Sunday Times

CLARENCE MINI

- — Jeff Wicks

● Clarence Mini held many titles, from Umkhonto weSizwe freedom fighter to doctor and HIV/Aids activist. But for his son Luyanda, the title was “hero”.

“When I was a teenager my dad was my hero. For a lot of kids that is a dream that fades quite early. But my dad has always been the man I aspire to be,” he said.

Mini, chair of the Council for Medical Schemes, died this week at the age of 68 after contractin­g Covid-19. In the days before his death his Covid tests actually came back negative, but the disease had already taken its toll.

In his youth, Mini left the country to join the armed struggle, cut his teeth in Angola and trained as a doctor while in exile. Later, while Luyanda and his siblings attended private boarding schools in Grahamstow­n, Mini and his wife, Nancy, opened a practice in Germiston where they treated HIV/Aids patients for free.

“From an early age he taught us about the importance of stopping the stigma of HIV. I remember being in grade 1 and all my stationery was emblazoned with ‘Stop the Stigma’ while everyone else had stuff with Power Rangers on it.”

Luyanda said his father, an avid reader, would give his children holiday assignment­s.

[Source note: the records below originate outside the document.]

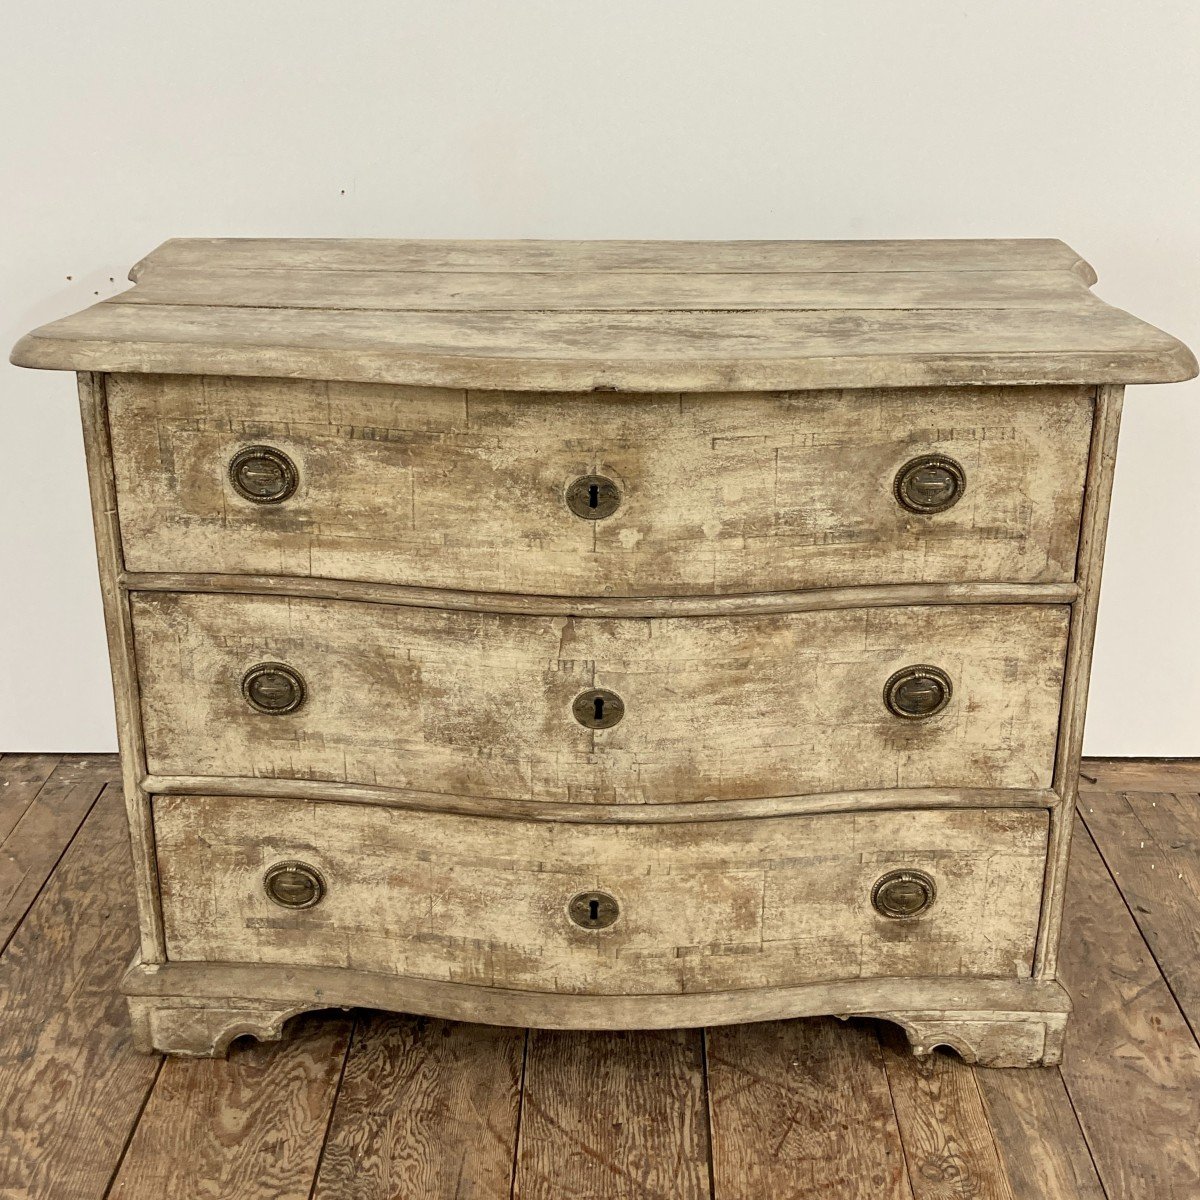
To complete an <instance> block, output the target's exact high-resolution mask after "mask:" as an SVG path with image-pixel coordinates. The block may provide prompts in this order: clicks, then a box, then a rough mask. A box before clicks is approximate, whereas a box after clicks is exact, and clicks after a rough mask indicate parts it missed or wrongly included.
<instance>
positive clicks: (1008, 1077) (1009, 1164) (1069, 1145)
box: [974, 1067, 1104, 1200]
mask: <svg viewBox="0 0 1200 1200" xmlns="http://www.w3.org/2000/svg"><path fill="white" fill-rule="evenodd" d="M974 1076H976V1081H977V1082H978V1084H979V1091H980V1093H982V1094H983V1099H984V1105H985V1108H986V1114H988V1124H989V1126H991V1135H992V1138H994V1139H995V1141H996V1148H997V1151H998V1152H1000V1159H1001V1163H1003V1165H1004V1170H1006V1171H1007V1172H1008V1182H1009V1186H1010V1187H1012V1189H1013V1196H1014V1200H1104V1188H1103V1187H1102V1184H1100V1177H1099V1176H1098V1175H1097V1172H1096V1164H1094V1163H1093V1162H1092V1156H1091V1153H1090V1152H1088V1150H1087V1141H1086V1140H1085V1138H1084V1130H1082V1129H1081V1128H1080V1127H1079V1118H1078V1117H1076V1116H1075V1110H1074V1109H1073V1108H1072V1106H1070V1097H1069V1096H1068V1094H1067V1088H1066V1085H1064V1084H1063V1081H1062V1075H1061V1074H1060V1073H1058V1072H1057V1070H1055V1069H1052V1068H1050V1069H1046V1070H989V1069H986V1068H983V1067H979V1068H976V1072H974Z"/></svg>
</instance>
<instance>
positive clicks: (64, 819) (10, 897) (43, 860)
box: [0, 756, 112, 950]
mask: <svg viewBox="0 0 1200 1200" xmlns="http://www.w3.org/2000/svg"><path fill="white" fill-rule="evenodd" d="M35 778H36V775H35ZM110 778H112V770H110V768H109V764H108V762H107V761H106V760H100V761H98V762H97V761H96V760H95V758H79V757H76V756H65V757H62V758H60V760H58V761H56V762H55V764H54V768H53V770H52V772H50V774H49V775H48V776H47V778H46V779H44V780H43V781H42V784H41V786H40V787H37V788H36V792H34V794H32V796H31V797H30V798H29V800H28V803H24V804H23V805H22V810H20V812H19V815H17V816H16V820H14V821H13V822H12V824H11V827H10V829H8V832H7V834H6V835H5V836H4V838H0V950H2V949H4V947H5V946H7V944H8V940H10V938H11V937H12V935H13V934H14V932H16V930H17V926H18V925H19V924H20V922H22V918H23V917H24V916H25V913H26V912H28V911H29V907H30V905H31V904H32V902H34V900H35V899H36V896H37V893H38V892H41V889H42V886H43V884H44V883H46V881H47V880H48V878H49V877H50V872H52V871H53V870H54V866H55V864H56V863H58V862H59V858H60V857H61V856H62V852H64V851H65V850H66V847H67V845H68V844H70V842H71V839H72V838H73V836H74V835H76V830H77V829H78V828H79V826H80V824H83V820H84V817H85V816H88V814H89V812H90V811H91V806H92V804H95V802H96V798H97V797H98V796H100V793H101V792H102V791H103V788H104V785H106V782H108V780H109V779H110Z"/></svg>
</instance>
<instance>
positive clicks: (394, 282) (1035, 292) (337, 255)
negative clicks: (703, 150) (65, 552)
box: [12, 239, 1196, 391]
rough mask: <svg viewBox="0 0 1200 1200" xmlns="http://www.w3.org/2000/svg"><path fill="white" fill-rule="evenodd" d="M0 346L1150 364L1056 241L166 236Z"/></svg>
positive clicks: (806, 368) (236, 368)
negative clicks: (597, 238)
mask: <svg viewBox="0 0 1200 1200" xmlns="http://www.w3.org/2000/svg"><path fill="white" fill-rule="evenodd" d="M130 278H131V280H133V281H134V283H136V284H137V286H136V287H134V288H132V289H131V290H128V292H125V293H122V294H120V295H116V296H113V298H110V299H108V300H104V301H102V302H101V304H97V305H94V306H92V307H90V308H86V310H85V311H83V312H80V313H77V314H76V316H73V317H67V318H65V319H62V320H56V322H53V323H52V324H49V325H43V326H42V328H41V329H37V330H35V331H34V332H32V334H29V335H26V336H25V337H23V338H22V340H20V342H18V343H17V347H16V348H14V350H13V353H12V361H13V362H16V364H17V365H18V366H26V367H47V368H53V370H71V371H110V372H127V371H128V372H162V373H170V374H234V376H283V377H293V378H313V379H342V380H359V382H376V383H396V384H418V385H436V386H450V388H499V389H523V390H540V391H587V390H593V389H605V390H608V389H620V390H631V391H721V390H730V391H740V390H786V389H804V388H878V386H918V385H936V384H990V383H995V384H1037V383H1080V384H1100V383H1170V382H1175V380H1180V379H1188V378H1190V377H1192V376H1194V374H1195V373H1196V360H1195V358H1194V356H1193V355H1192V353H1190V350H1188V348H1187V347H1186V346H1183V343H1182V342H1178V341H1176V340H1175V338H1174V337H1171V336H1170V335H1168V334H1164V332H1162V331H1160V330H1158V329H1154V328H1153V326H1152V325H1147V324H1146V323H1145V322H1141V320H1138V319H1136V318H1135V317H1130V316H1129V314H1128V313H1126V312H1122V311H1121V310H1118V308H1112V307H1110V306H1109V305H1106V304H1105V302H1104V301H1103V300H1100V299H1099V298H1097V296H1096V295H1094V294H1093V293H1092V292H1091V284H1092V283H1094V282H1096V274H1094V271H1093V270H1092V269H1091V266H1088V264H1087V263H1085V262H1084V260H1082V259H1081V258H1080V257H1079V256H1078V254H1076V253H1075V252H1074V251H1073V250H1070V247H1069V246H1066V245H1064V244H1063V242H1061V241H1054V240H979V241H725V242H709V241H700V242H697V241H691V242H689V241H391V240H308V239H270V240H260V239H176V240H172V241H168V242H164V244H163V245H162V246H160V247H158V248H157V250H156V251H154V253H151V254H150V256H148V257H146V258H144V259H143V260H142V262H140V263H138V264H137V265H136V266H134V268H133V270H132V271H131V272H130Z"/></svg>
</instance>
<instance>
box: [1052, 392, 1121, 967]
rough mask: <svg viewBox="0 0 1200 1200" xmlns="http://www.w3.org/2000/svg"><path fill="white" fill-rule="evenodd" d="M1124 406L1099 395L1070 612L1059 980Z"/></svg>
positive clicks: (1066, 728)
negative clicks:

“We’d have to pick one of the books he’d read, and after he’d come home from a long day at work, we needed to play back to him what we had read during the day,” he said.

“In grade 7 I was reading Stephen Hawking and in grade 8 I was reading Karl Marx. He wasn’t asking us to read Harry Potter. He wanted substance.”

In his last six weeks, as Mini fought Covid-19, his family were kept at arm’s length.

“We couldn’t sit at his bedside and talk to him; we couldn’t get the church to get people to sing to him while he was sedated. Even now, burying him will have to be done at a distance,” said Luyanda.

“I have seen people complainin­g about some of the milder inconvenie­nces of the lockdown. Our family are dealing with the real consequenc­es of this pandemic.”